Research Methods and Procedures: We examined the effect of 1, 25-dihydroxyvitamin D3 or angiotensin II on cortisol production and expression using real-time reverse transcriptase-polymerase chain reaction of 11β-HSD 1, angiotensin II receptor type 1 (AT1), and AT2 receptor in human adipocytes.
Results: Adipocytes produced negligible cortisol in the absence of substrate (cortisone). In the presence of cortisone (1 to 10 nM), there was significant cortisol production, which was dose dependently augmented (2- to 6-fold, p < 0.001) by 1, 25-dihydroxyvitamin D3 (0.1 to 10 nM). 1, 25-Dihydroxyvitamin D3 dose dependently increased 11β-HSD 1 expression up to 2-fold (p < 0.01) in both the presence and absence of cortisone.

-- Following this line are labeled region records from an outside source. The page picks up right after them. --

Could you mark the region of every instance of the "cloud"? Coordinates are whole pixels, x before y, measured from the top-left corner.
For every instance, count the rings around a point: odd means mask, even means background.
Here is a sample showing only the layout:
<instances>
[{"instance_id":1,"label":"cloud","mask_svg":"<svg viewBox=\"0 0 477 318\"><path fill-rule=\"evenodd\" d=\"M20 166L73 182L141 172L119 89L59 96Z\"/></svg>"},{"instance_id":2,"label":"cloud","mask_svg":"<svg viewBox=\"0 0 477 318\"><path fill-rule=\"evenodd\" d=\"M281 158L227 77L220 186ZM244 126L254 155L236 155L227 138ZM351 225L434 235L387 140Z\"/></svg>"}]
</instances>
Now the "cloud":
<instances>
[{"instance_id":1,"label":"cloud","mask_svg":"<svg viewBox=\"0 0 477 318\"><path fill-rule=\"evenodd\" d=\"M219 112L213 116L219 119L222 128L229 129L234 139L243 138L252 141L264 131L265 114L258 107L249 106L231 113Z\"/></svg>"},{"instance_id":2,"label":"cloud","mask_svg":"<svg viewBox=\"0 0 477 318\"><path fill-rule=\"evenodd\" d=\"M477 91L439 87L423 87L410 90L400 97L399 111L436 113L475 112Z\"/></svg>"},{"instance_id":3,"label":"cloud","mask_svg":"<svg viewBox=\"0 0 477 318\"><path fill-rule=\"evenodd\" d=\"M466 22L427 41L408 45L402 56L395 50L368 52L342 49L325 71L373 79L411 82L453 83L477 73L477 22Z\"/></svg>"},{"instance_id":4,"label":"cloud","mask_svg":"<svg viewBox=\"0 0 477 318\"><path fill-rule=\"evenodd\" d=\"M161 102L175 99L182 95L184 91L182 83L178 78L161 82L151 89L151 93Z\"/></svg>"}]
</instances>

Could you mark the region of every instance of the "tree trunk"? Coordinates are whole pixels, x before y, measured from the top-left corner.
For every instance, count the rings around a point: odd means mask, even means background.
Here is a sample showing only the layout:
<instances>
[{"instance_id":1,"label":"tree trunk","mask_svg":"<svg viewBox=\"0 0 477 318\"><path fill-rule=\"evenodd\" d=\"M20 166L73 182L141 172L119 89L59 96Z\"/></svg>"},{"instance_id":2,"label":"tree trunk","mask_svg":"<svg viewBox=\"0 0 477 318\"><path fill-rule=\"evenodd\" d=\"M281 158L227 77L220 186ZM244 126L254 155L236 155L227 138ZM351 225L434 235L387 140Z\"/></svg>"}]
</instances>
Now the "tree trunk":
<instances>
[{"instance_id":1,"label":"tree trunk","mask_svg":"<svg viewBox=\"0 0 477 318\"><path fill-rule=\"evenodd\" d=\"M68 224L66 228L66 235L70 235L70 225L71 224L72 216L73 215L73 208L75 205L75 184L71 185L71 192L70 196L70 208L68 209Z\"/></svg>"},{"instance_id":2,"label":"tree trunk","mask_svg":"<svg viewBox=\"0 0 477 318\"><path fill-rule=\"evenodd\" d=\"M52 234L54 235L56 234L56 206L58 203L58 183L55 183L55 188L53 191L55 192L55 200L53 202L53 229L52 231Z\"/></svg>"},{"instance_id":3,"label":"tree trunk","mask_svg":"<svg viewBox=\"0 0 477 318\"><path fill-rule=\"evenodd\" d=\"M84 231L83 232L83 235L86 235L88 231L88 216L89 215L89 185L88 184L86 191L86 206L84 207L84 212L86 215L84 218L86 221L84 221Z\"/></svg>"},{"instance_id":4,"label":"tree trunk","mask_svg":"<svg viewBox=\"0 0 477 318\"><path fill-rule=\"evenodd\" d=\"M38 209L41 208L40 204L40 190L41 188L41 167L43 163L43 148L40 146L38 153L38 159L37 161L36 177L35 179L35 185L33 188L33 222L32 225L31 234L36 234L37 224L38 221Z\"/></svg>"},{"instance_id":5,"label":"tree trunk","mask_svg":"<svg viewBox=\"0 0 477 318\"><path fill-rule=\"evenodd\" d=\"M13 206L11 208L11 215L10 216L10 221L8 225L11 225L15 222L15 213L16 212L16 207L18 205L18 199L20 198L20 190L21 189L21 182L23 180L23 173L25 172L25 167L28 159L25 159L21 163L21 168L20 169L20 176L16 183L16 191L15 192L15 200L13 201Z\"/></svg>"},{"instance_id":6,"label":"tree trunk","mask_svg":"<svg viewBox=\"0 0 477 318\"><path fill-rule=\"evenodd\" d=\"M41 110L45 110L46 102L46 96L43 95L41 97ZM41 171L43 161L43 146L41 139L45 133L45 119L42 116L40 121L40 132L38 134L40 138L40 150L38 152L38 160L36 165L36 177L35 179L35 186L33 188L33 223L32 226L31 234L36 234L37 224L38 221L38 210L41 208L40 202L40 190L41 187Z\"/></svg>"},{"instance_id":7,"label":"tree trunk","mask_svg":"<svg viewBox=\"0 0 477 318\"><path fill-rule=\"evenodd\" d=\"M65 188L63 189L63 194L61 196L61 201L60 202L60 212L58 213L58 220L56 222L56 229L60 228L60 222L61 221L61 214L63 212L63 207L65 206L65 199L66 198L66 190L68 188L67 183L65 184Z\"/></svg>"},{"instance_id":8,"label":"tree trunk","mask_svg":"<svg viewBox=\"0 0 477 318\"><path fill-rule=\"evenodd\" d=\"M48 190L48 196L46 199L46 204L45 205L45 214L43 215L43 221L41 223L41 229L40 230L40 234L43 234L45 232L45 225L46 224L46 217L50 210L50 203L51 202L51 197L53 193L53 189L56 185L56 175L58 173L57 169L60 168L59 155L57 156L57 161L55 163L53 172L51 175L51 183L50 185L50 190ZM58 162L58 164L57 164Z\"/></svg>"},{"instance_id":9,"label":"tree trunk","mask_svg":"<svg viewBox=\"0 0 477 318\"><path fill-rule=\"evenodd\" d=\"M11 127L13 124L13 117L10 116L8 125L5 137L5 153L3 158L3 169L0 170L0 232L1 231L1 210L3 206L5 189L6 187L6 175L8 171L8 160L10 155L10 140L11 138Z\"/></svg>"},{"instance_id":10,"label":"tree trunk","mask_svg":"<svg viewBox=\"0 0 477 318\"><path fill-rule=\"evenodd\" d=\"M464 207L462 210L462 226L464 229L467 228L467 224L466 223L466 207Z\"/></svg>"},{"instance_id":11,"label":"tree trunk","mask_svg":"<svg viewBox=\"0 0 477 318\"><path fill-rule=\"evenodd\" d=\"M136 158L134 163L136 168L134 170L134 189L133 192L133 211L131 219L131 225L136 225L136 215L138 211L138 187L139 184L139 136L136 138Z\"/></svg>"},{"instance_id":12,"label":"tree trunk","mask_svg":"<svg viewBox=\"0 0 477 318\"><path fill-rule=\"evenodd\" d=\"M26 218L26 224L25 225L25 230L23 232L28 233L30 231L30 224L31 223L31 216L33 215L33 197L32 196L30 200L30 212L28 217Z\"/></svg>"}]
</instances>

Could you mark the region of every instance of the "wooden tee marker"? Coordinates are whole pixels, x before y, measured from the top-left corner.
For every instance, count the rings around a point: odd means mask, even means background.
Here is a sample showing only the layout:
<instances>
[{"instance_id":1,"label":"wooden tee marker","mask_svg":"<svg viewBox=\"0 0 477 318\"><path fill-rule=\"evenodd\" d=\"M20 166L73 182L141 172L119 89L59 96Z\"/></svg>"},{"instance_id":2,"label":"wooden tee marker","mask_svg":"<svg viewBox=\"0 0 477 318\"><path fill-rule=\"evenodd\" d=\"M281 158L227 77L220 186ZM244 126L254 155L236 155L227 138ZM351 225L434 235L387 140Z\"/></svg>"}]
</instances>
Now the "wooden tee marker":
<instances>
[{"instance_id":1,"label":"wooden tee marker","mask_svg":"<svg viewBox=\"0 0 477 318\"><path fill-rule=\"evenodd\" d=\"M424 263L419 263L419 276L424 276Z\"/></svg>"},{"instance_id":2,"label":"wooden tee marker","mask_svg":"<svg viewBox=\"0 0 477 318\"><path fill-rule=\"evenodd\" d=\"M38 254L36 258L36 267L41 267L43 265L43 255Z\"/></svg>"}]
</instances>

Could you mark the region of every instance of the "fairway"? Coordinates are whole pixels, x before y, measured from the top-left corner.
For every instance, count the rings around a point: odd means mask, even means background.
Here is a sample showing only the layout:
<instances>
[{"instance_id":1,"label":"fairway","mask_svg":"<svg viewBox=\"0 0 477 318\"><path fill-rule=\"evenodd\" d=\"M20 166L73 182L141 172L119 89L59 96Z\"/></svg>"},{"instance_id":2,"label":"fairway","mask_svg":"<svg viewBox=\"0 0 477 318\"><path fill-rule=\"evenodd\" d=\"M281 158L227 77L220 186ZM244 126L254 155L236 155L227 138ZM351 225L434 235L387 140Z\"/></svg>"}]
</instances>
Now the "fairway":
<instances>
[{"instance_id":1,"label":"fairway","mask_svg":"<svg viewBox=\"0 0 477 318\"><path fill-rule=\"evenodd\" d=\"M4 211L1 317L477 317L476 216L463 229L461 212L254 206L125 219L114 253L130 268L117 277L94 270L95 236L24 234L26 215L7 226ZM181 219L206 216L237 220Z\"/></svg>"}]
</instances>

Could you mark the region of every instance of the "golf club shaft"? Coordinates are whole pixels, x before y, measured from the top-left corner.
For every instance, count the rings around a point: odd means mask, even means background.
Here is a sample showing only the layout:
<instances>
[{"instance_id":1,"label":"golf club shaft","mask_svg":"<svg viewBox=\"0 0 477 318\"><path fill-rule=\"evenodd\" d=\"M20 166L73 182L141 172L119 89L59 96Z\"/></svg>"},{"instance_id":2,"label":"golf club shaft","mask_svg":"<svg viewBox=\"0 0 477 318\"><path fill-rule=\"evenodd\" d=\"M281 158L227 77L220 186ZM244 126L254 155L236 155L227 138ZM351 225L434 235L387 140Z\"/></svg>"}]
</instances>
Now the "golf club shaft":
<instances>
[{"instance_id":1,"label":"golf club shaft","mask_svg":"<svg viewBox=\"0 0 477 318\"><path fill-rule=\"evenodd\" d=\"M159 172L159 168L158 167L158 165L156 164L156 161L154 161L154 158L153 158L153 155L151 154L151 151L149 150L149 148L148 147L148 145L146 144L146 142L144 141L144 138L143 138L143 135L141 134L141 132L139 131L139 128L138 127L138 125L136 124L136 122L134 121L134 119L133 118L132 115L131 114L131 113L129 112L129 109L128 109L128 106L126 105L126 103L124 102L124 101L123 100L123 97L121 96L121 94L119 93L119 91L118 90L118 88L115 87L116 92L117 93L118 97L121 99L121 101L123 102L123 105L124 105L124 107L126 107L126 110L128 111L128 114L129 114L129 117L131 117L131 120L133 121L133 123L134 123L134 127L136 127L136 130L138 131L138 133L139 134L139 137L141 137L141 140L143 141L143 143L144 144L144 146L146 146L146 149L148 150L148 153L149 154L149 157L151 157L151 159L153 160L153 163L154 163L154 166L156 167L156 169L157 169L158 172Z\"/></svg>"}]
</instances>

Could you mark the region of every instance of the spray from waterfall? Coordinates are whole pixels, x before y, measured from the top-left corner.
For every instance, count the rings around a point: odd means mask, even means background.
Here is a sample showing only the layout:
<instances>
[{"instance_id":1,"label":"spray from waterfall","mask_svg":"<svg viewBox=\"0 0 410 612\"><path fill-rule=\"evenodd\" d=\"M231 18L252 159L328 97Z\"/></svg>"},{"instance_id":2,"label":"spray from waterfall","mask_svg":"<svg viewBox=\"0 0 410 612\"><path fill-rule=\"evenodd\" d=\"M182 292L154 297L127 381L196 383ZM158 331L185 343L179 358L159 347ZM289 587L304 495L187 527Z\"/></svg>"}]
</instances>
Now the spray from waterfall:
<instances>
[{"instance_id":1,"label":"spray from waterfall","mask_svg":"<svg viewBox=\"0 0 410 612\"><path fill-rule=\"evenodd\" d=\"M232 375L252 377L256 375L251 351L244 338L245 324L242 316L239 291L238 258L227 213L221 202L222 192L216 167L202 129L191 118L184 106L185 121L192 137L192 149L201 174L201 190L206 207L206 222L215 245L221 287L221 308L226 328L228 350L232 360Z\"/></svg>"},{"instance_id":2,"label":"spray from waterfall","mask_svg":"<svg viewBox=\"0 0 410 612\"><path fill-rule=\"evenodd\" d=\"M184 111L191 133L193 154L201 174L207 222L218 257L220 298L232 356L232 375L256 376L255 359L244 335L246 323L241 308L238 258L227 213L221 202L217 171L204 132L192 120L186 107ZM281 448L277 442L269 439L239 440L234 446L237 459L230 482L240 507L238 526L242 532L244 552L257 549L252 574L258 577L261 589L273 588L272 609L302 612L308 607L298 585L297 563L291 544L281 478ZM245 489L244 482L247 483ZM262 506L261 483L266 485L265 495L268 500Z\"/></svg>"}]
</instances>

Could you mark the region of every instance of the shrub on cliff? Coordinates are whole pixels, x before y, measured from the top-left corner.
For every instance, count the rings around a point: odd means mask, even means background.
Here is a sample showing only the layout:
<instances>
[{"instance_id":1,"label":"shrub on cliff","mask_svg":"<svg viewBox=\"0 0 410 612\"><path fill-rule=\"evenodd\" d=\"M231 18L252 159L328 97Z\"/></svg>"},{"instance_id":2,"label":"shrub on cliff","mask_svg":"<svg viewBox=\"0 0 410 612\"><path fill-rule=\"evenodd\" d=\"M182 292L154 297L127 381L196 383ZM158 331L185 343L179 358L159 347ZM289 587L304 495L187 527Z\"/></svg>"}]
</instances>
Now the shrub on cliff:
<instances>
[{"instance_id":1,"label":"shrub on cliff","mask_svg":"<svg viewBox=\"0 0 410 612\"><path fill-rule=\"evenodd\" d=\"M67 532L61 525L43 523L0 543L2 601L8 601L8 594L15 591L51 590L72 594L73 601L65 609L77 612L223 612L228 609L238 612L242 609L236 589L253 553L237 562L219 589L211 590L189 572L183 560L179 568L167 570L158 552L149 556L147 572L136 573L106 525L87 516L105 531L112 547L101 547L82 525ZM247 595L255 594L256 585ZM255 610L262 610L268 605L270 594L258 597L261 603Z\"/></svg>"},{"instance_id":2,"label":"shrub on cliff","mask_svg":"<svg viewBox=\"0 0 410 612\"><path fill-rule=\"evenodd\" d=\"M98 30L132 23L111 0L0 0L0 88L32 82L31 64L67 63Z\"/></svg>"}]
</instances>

In contrast, 1, 25-dihydroxyvitamin D3 dose dependently decreased adipocyte AT1 expression (by 30% to 50%, p < 0.001) in both the presence and absence of cortisone, suggesting compensatory down-regulation of AT1.
Discussion: We conclude that 1, 25-dihydroxyvitamin D3 directly regulates adipocyte 11β-HSD 1 expression and, consequently, local cortisol levels and that this may contribute to the preferential loss of visceral adiposity by high-calcium diets.